話題になったのは、2023年6月中旬の投稿。子育て中の母親だというユーザーが「小学校のプール開きはなぜ9月ではなく、6月にやるのか」との旨の内容で疑問を呈した。
ツイートは拡散され、小学校のプール開きの時期をめぐって、
「わかる」
「ちょっとずらして欲しい」
「ガタガタ震えて唇紫になってた」
と共感の声が多く上がっている。
一体なぜ小学校のプール開きはまだ水の冷たい6月に行われるのか。複数の自治体に取材を申し込むと、東京・墨田区教育委員会指導室の担当者が6月22日、応じた。同区ではプール開きの時期について決まりはなく、各学校の判断に任せているとしたうえで、次のように説明する。
「水泳の授業は年間で10時間程度行うことになっています。
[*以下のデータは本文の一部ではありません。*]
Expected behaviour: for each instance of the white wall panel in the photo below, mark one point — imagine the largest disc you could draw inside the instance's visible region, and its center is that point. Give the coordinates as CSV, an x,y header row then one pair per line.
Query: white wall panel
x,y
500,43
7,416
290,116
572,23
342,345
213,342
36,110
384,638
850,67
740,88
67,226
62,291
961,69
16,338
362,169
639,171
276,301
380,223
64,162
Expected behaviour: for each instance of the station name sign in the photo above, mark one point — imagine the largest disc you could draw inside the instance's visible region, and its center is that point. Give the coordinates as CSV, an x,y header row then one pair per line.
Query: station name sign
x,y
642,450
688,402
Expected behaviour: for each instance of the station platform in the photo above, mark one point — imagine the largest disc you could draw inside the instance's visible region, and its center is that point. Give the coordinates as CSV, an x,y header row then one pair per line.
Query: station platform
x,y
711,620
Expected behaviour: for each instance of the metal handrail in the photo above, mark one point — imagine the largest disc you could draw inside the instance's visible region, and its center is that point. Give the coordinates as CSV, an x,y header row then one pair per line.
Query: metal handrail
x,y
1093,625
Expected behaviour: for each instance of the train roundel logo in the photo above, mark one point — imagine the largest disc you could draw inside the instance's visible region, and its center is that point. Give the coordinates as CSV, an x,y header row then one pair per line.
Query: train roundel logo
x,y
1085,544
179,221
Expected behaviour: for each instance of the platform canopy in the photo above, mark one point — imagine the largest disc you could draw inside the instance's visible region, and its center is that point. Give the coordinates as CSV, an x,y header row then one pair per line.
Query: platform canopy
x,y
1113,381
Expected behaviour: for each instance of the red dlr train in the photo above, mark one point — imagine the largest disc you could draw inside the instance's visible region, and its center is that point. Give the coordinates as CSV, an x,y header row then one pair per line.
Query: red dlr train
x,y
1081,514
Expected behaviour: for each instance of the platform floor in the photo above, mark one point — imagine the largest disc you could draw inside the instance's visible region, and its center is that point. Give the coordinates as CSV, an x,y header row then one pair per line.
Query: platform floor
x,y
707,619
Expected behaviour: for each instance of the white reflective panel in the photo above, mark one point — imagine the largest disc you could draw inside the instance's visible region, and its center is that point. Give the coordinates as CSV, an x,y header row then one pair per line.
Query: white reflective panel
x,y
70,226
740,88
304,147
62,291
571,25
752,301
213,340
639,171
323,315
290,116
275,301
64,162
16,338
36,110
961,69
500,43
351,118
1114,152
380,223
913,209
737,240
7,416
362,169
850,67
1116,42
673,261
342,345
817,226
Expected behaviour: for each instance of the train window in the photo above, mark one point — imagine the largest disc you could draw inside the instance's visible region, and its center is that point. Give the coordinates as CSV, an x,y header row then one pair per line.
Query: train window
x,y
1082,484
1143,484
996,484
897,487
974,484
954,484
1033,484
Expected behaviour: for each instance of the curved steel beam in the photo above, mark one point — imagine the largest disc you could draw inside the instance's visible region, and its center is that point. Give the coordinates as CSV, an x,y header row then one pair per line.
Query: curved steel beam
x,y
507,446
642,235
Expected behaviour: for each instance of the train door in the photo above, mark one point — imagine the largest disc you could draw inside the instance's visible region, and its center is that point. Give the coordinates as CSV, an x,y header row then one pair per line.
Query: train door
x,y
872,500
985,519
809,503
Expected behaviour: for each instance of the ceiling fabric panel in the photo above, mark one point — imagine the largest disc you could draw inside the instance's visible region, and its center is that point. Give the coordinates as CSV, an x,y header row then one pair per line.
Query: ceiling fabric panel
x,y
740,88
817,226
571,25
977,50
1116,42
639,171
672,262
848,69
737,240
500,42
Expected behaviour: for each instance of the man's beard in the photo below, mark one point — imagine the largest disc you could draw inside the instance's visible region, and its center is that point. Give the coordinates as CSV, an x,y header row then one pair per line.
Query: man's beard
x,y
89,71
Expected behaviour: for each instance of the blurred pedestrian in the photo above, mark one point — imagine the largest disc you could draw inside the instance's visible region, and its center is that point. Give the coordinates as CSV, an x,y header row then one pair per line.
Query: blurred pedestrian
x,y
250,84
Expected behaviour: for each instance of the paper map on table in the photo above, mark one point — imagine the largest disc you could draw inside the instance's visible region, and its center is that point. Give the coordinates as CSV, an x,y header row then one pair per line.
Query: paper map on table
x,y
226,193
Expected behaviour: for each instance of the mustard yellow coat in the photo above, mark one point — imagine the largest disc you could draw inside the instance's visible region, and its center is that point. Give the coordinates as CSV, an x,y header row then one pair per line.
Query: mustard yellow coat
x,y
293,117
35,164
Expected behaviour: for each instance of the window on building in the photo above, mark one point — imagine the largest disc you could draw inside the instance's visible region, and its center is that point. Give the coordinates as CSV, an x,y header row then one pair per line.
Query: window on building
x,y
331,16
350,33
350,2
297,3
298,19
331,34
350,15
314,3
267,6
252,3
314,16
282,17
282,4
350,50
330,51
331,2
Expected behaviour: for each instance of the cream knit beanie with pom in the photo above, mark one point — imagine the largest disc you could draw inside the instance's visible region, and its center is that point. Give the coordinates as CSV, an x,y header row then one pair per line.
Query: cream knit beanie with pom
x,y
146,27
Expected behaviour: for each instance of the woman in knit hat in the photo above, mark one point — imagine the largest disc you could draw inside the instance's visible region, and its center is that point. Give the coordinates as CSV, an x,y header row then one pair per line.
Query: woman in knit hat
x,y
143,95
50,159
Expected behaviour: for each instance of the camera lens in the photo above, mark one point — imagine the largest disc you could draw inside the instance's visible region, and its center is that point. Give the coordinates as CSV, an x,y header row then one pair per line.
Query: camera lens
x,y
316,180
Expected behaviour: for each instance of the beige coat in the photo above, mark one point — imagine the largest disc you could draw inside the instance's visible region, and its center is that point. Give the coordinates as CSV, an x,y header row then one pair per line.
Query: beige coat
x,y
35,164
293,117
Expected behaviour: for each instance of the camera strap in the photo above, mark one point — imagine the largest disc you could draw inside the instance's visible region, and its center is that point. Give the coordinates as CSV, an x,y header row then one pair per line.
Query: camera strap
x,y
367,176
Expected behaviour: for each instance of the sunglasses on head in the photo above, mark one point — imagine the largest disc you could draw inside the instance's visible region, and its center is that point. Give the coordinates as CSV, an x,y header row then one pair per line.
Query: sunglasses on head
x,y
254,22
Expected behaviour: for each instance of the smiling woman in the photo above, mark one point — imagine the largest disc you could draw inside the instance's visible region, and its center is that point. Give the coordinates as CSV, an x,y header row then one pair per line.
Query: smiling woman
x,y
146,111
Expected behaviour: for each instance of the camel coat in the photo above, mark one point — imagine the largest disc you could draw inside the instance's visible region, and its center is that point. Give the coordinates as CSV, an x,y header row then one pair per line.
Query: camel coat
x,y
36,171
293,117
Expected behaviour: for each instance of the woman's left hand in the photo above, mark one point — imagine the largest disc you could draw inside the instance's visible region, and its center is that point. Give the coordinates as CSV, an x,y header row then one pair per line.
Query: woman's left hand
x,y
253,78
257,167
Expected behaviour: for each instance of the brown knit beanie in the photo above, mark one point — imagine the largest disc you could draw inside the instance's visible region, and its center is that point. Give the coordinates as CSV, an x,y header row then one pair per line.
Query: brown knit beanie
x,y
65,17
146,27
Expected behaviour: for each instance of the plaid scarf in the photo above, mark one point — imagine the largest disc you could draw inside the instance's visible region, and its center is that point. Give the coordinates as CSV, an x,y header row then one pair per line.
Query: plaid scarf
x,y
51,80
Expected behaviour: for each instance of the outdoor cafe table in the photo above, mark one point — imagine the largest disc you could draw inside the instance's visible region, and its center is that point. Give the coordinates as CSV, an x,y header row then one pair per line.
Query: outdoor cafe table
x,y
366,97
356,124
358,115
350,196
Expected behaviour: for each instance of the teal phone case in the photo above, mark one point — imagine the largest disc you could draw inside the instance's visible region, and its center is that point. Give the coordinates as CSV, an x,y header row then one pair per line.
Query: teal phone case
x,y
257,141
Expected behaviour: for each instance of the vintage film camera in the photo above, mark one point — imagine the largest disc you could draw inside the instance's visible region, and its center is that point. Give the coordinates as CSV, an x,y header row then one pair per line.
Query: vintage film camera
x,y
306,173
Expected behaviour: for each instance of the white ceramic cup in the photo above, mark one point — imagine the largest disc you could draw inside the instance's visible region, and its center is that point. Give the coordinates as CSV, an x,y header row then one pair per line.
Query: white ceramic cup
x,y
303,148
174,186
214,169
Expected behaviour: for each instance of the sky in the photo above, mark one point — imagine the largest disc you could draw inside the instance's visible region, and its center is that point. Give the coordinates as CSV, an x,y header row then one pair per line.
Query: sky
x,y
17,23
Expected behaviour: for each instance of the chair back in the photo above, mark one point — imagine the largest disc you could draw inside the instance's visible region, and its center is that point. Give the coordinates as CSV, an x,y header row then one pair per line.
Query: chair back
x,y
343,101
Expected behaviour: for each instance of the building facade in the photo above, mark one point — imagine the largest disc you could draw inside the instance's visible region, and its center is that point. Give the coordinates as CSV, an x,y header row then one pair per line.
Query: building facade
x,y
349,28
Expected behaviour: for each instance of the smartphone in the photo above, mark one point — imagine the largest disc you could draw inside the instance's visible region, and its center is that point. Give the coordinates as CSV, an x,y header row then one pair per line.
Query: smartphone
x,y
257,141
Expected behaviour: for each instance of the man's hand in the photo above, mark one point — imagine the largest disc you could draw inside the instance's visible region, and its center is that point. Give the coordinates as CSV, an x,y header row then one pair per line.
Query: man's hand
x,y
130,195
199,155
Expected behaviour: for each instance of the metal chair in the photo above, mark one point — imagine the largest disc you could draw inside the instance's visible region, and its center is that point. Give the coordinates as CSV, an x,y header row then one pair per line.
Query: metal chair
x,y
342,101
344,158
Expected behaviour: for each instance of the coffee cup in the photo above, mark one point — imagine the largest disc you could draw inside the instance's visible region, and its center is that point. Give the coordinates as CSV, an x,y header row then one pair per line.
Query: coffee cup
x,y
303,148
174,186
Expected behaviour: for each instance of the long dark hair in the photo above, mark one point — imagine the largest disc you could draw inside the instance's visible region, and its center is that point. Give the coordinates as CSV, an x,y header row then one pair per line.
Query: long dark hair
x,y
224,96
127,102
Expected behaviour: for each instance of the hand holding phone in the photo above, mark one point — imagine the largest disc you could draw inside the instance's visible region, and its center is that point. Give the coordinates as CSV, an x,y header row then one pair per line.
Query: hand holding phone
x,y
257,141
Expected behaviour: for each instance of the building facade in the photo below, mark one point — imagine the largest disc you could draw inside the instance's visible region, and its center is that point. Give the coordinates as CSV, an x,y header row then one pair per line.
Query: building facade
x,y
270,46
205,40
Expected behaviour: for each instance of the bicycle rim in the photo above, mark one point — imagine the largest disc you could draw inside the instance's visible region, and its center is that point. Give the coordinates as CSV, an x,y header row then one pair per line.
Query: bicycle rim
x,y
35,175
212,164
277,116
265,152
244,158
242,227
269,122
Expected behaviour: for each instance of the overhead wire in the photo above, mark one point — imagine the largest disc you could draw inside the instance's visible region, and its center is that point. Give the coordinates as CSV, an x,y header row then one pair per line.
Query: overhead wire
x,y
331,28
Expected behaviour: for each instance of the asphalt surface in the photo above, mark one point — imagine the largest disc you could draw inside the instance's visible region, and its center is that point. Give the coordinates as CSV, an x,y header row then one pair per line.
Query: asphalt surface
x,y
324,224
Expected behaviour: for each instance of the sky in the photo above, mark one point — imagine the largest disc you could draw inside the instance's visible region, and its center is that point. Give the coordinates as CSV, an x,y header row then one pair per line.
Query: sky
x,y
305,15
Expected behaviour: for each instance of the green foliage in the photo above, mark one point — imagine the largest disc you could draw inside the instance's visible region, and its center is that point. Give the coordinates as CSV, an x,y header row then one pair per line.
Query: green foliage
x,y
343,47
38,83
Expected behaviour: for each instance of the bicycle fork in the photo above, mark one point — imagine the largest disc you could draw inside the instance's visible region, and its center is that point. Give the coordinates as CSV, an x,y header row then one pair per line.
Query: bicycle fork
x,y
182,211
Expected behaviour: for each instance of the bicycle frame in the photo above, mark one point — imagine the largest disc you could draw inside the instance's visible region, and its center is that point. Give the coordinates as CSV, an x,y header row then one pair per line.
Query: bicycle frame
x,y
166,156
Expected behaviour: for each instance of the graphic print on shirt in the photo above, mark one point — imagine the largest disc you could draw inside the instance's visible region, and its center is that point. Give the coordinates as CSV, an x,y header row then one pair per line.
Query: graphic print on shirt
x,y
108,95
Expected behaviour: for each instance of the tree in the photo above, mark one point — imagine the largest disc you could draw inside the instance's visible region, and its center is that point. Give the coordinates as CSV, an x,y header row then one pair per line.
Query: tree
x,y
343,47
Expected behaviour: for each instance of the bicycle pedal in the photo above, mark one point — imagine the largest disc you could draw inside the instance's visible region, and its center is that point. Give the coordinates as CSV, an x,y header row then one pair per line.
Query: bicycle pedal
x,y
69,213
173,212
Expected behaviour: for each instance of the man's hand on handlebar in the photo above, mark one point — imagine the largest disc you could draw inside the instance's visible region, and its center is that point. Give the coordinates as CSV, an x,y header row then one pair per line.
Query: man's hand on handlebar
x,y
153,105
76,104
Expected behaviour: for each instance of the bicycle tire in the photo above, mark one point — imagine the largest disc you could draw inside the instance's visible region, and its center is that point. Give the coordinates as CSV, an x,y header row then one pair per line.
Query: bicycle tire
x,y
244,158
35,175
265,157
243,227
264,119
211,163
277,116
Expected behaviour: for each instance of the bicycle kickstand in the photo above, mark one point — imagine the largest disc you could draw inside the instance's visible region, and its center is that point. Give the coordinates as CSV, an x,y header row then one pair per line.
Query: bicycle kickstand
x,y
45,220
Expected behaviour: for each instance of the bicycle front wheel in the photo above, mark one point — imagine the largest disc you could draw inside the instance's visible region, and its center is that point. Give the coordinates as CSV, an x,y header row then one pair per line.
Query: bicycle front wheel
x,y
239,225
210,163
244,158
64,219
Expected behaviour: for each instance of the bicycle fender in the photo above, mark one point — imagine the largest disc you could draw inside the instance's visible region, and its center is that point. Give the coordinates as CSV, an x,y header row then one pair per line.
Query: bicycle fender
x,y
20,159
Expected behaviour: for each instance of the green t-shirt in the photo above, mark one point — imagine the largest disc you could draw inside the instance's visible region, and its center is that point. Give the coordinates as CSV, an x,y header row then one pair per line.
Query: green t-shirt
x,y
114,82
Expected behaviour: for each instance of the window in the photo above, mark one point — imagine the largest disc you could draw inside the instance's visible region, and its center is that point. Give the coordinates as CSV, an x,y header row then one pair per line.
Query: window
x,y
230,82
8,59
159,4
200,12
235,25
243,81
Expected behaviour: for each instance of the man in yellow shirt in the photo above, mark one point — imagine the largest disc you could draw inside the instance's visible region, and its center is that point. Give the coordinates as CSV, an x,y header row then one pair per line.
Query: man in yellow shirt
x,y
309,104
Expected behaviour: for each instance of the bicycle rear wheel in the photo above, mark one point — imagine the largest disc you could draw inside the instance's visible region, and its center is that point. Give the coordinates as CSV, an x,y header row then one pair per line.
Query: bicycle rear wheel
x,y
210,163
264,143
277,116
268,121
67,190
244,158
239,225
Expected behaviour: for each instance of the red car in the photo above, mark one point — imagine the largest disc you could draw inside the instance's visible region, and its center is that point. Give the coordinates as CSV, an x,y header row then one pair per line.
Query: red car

仮に7月にプール開きをすると、すぐに夏休みにはいるため、実際に学校で学習できる期間が3週間もないことになります」
7月にプール開きをし、9月初旬までプール学習をするとなると、雨など天気の兼ね合いもあり時間を確保するのが難しいという。
天気が良すぎても水温が高くなりすぎてしまい、熱中症対策でプールに入れない。そのため、中止になる事態を想定して一定の予備日を確保する必要があるとする。
「プール開きをしておけば、無理して入る必要はなく、天候や気温、水温などの兼ね合いで判断できます。水の冷たい時期に無理して入るというよりは、早めに開いておいて、入れる時期を確保しておくことが理由の一つです」
担当者は、学校によっては夏休み前に安全指導の一環として授業を行い、水難事故対策をするところもあるという。
別の自治体も異口同音
東京23区内にある別の教委も22日、取材に応じ、墨田区と同様の説明をした。
プール開きの時期は学習指導要領に合わせて各学校が決めているとしたうえで「7月に入ってからでは学習指導要領をこなすのが間に合わないことがあります」と話した。
9月だと運動会をする学校もあり、体育が次の単元内容に入るため、水泳の時間を確保するのが難しいという。
担当者は「プール開きはあくまでもこれから水泳指導を行っていくという節目で、開いたからといって必ずしもプールに入らなければならないわけではありません」と説明する。
また6月に水泳指導をするのは、水難事故等の災害を防ぐことが目的の一つだという。